In university I majored in Art and minored in Medieval European History, and later racked up another degree in print design, so naturally, illuminated manuscripts, those achingly beautiful and insanely detailed books that were lettered, drawn and painted by hand just before the advent of the printing press, are my particular obsession. Marguerite not only describes the paintings in the book of hours; the story itself is illustrated with illuminated letters, botanicals in the borders, and gold details that make each page sparkle in the light.
I’ve been waiting to share this special book with my special little someone. I hoped that she would like it. I’d been hoping for about fifteen years that my kid, now six, would appreciate it. I had NO IDEA that there would be screams of delight, arm-grasping that cut off my circulation, profuse thank-yous, and a complete inability to settle down to sleep afterwards due to the excitement caused by the book. In the book, Marguerite goes to the libraire for gold leaf, the tanner for calfskin parchment, the market for eggs, goose feathers and parsley, and the apothecary for vermilion, wax, and lapis lazuli stone. When I mentioned to Aurora that we could make paint from the stuff in our own garden, she blew a gasket. If you want to talk about delayed gratification, this was it. For me, anyway. For her, she needed to MAKE HER OWN PAINT. Like, NOW!!!
Aurora didn’t want to go to camp the next morning. I convinced her that there would be plenty of time to make paint in the afternoon, so after lunch, we got started.
Preparing egg whites. Oops! A bit too foamy.
Crushing brown eyed susan petals in our mortar and pestle.
Peeling blueberry skins was, of course, Mommy’s job. Methinks I need a macro lens for Christmas (hint, hint).
Aurora felt sure that melted popsicles would make good paint, too (they don’t).
And then she did it! The most surprising result of the paint-making process was that light-purple sweet pea petals make a dark blue-green paint. Who knew?

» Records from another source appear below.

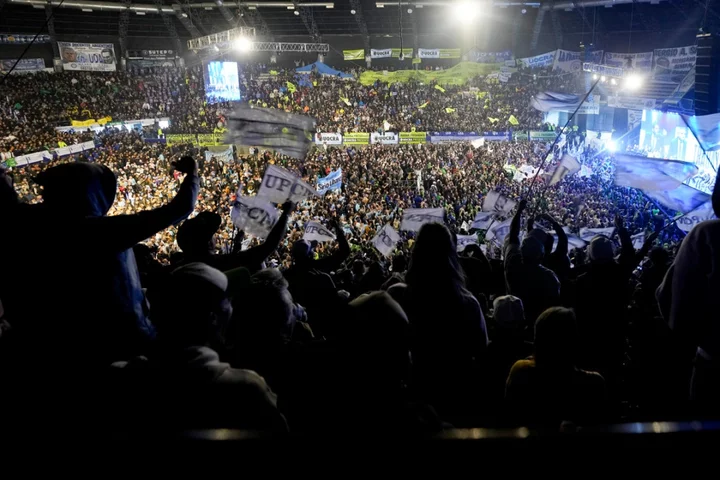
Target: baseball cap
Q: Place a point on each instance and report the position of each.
(198, 230)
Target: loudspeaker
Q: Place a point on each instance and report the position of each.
(706, 74)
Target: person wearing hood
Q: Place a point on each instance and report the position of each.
(72, 290)
(525, 276)
(196, 238)
(689, 302)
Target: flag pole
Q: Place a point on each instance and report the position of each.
(557, 138)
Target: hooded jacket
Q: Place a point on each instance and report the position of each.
(69, 276)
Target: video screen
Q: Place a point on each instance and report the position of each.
(665, 135)
(222, 82)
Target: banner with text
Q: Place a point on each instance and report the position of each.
(672, 64)
(95, 57)
(543, 60)
(438, 52)
(640, 62)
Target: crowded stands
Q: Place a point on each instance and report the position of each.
(125, 259)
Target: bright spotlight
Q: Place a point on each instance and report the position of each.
(633, 81)
(465, 12)
(242, 44)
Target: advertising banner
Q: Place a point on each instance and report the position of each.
(412, 137)
(641, 62)
(96, 57)
(567, 61)
(358, 138)
(358, 54)
(438, 52)
(543, 60)
(387, 138)
(328, 138)
(672, 64)
(635, 103)
(23, 66)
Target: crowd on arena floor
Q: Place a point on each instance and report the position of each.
(286, 334)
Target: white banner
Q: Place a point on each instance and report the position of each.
(254, 215)
(702, 213)
(567, 61)
(672, 64)
(328, 138)
(387, 138)
(588, 234)
(280, 185)
(543, 60)
(386, 240)
(483, 220)
(384, 53)
(314, 231)
(498, 203)
(96, 57)
(635, 103)
(414, 218)
(465, 240)
(640, 62)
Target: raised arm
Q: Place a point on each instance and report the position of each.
(123, 231)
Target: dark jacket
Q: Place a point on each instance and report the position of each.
(72, 279)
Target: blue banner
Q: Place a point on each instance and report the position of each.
(330, 183)
(439, 137)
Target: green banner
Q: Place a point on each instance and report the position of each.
(412, 137)
(542, 135)
(209, 139)
(457, 75)
(358, 138)
(354, 54)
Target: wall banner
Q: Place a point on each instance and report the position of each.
(95, 57)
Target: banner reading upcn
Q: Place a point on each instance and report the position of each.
(354, 54)
(438, 52)
(412, 137)
(672, 64)
(357, 138)
(95, 57)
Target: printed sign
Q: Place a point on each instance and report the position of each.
(96, 57)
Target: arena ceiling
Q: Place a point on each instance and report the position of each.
(671, 18)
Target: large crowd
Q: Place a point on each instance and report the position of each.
(103, 268)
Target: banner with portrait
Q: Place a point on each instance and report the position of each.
(93, 57)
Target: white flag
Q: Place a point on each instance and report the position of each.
(588, 234)
(498, 203)
(465, 240)
(253, 215)
(483, 220)
(386, 240)
(414, 218)
(702, 213)
(315, 231)
(567, 166)
(279, 185)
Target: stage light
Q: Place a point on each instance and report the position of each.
(465, 12)
(242, 44)
(633, 81)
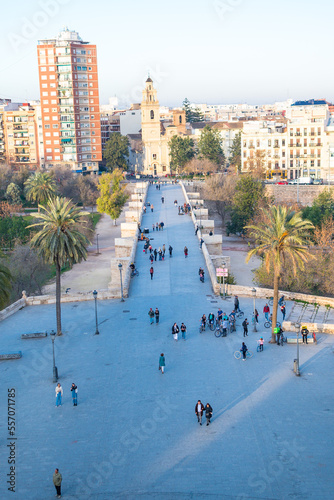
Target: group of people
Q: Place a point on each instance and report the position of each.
(59, 394)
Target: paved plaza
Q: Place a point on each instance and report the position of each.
(134, 434)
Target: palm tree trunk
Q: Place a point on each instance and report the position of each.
(275, 305)
(58, 309)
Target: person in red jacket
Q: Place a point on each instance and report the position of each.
(199, 408)
(266, 311)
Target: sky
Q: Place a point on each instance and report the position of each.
(210, 51)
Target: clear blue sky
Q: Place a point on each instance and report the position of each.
(214, 51)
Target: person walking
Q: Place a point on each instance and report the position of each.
(151, 315)
(162, 363)
(199, 408)
(175, 331)
(283, 311)
(256, 314)
(236, 304)
(74, 390)
(57, 479)
(244, 351)
(266, 311)
(208, 413)
(183, 331)
(59, 394)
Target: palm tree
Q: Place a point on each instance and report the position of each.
(281, 234)
(5, 285)
(60, 241)
(39, 187)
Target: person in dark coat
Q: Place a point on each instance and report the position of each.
(199, 408)
(208, 413)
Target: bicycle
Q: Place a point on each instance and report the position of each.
(238, 355)
(267, 324)
(281, 301)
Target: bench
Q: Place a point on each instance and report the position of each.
(36, 335)
(12, 355)
(310, 340)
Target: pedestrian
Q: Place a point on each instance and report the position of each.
(256, 314)
(244, 351)
(74, 390)
(236, 304)
(199, 408)
(261, 344)
(245, 325)
(151, 315)
(208, 413)
(157, 314)
(305, 333)
(57, 479)
(266, 311)
(162, 363)
(183, 331)
(283, 311)
(59, 394)
(175, 331)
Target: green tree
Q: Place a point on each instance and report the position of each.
(209, 145)
(281, 234)
(40, 187)
(13, 194)
(181, 151)
(192, 114)
(249, 194)
(5, 284)
(112, 195)
(235, 152)
(60, 240)
(322, 208)
(116, 152)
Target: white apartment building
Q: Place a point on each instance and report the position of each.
(299, 148)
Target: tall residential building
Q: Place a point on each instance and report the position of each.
(70, 102)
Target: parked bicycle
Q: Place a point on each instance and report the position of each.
(238, 354)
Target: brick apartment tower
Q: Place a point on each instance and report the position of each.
(70, 102)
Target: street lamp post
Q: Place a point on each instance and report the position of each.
(55, 370)
(120, 267)
(297, 328)
(96, 323)
(254, 298)
(97, 244)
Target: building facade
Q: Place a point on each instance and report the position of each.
(70, 102)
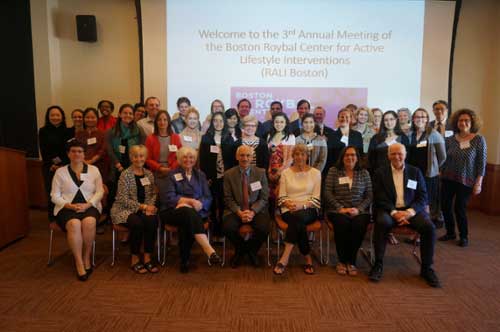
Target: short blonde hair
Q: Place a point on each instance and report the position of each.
(138, 149)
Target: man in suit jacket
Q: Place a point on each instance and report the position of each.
(245, 208)
(401, 199)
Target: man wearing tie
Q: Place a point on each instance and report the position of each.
(245, 196)
(400, 199)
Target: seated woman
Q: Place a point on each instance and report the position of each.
(299, 200)
(134, 208)
(187, 200)
(77, 192)
(348, 195)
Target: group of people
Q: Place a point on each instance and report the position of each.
(145, 167)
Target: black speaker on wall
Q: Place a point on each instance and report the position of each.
(86, 28)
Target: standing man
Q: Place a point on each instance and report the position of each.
(152, 107)
(246, 195)
(400, 199)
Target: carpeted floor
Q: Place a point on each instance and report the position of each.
(34, 297)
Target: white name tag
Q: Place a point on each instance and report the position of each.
(464, 145)
(344, 180)
(145, 181)
(255, 186)
(214, 149)
(412, 184)
(422, 144)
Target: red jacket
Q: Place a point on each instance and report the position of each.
(153, 145)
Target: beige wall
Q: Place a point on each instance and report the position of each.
(476, 70)
(76, 74)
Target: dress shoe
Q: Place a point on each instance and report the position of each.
(430, 277)
(447, 237)
(376, 272)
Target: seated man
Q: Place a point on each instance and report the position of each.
(400, 199)
(245, 196)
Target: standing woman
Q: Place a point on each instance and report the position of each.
(299, 201)
(316, 144)
(462, 173)
(134, 208)
(212, 163)
(428, 153)
(77, 192)
(191, 134)
(348, 195)
(53, 137)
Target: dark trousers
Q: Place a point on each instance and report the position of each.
(188, 223)
(420, 223)
(231, 229)
(296, 232)
(141, 228)
(461, 193)
(349, 233)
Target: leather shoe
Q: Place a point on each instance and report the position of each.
(430, 277)
(447, 237)
(376, 272)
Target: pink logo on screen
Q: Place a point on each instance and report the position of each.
(331, 99)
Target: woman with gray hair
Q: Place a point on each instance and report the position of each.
(187, 199)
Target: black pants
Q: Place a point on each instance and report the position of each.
(349, 233)
(421, 223)
(461, 193)
(296, 233)
(188, 223)
(141, 228)
(231, 229)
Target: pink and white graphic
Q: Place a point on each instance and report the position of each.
(331, 99)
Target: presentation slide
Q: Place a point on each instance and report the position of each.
(329, 52)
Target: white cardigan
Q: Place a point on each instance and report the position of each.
(64, 188)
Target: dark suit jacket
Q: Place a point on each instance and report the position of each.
(233, 194)
(385, 192)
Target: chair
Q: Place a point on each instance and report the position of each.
(246, 232)
(312, 228)
(53, 226)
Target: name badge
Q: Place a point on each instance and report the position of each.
(412, 184)
(344, 180)
(145, 181)
(464, 145)
(422, 144)
(214, 149)
(255, 186)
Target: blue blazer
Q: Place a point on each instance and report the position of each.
(385, 192)
(196, 188)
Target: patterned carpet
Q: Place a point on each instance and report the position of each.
(34, 297)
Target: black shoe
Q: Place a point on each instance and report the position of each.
(214, 259)
(447, 237)
(430, 277)
(376, 272)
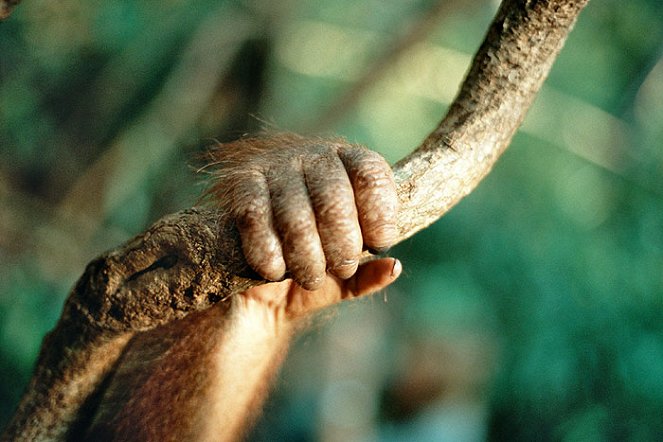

The best part for me was feeling like I was really contributing something to Aurora’s education. So much of the time I carry around this huge weight of guilt for being a stay-at-home mom. With only one kid. Who is usually in school. I’ve been told by more than one aunt (and my friends are probably thinking it, too) that a woman should have her own career, her own money, and that it’s better for me and my daughter if I work outside the home, at least part time. Most of the time I agree with them. But then Aurora gets an idea. A great idea, and I am already on my feet, running to the supply cabinets, getting out the materials, and we spend hours working on something that is really cool together. We make books, we learn new crafts, we explore our city.
Now, if only I could find a good book on knitting.